Parece que virou moda.

Depois das agressões contra o assessor de imprensa da Chapecoense, Diego Carvalho, sofridas em Joinville envolvendo a Polícia Militar e toda a confusão gerada, agora foi à vez de Zélio Prado (foto), 62 anos e com sérios problemas de saúde enfrentados recentemente, ser agredido após o jogo do Marcilio Dias, em Itajaí, pelo assessor especial da Federação Catarinense de Futebol, Delfin Neto, filho do presidente da instituição.
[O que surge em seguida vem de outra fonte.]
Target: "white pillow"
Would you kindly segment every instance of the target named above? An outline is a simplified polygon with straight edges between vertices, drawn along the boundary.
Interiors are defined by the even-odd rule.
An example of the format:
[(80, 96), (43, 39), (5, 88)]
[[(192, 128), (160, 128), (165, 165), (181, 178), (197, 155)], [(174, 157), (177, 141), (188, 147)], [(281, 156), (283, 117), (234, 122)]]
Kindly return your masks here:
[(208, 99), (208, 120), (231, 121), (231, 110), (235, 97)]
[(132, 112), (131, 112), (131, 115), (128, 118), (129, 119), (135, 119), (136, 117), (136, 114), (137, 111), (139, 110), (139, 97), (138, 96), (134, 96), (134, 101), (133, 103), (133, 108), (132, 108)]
Zélio Prado relatou que após o jogo, Delfinzinho, o ameaçou de morte, cuspiu no seu rosto e lhe deu um tapa.

Delfinzinho estaria acompanhado por três seguranças.

Tudo foi motivado por uma coluna escrita por Zélio na qual criticava ações da Federação Catarinense de Futebol, presidida por seu pai. Zélio Prado registrou boletim de ocorrência e vai representar contra o agressor. Uma equipe de TV filmou tudo e foram ameaçados por Delfinzinho, caso não apagassem o material.

Delfinzinho é reincidente, pois já esteve envolvido em uma agressão ao jornalista Rodrigo Santos, de Brusque, quando teve sua cabine de transmissão invadida na Arena Joinville e foi brutalmente espancado. O fato gerou processo em que Delfinzinho foi condenado a pagar multa de R$ 15 mil, ainda não quitada, pois houve recurso da decisão.

Pai Delfim disse que não houve agressão, que Delfinzinho não estava no estádio como assessor especial e sim como mero espectador, pois sequer é torcedor do time.

Mais uma página lamentável do nosso futebol.

Se a moda pegar passaremos a trabalhar com escolta armada nos estádios ou usando armaduras medievais.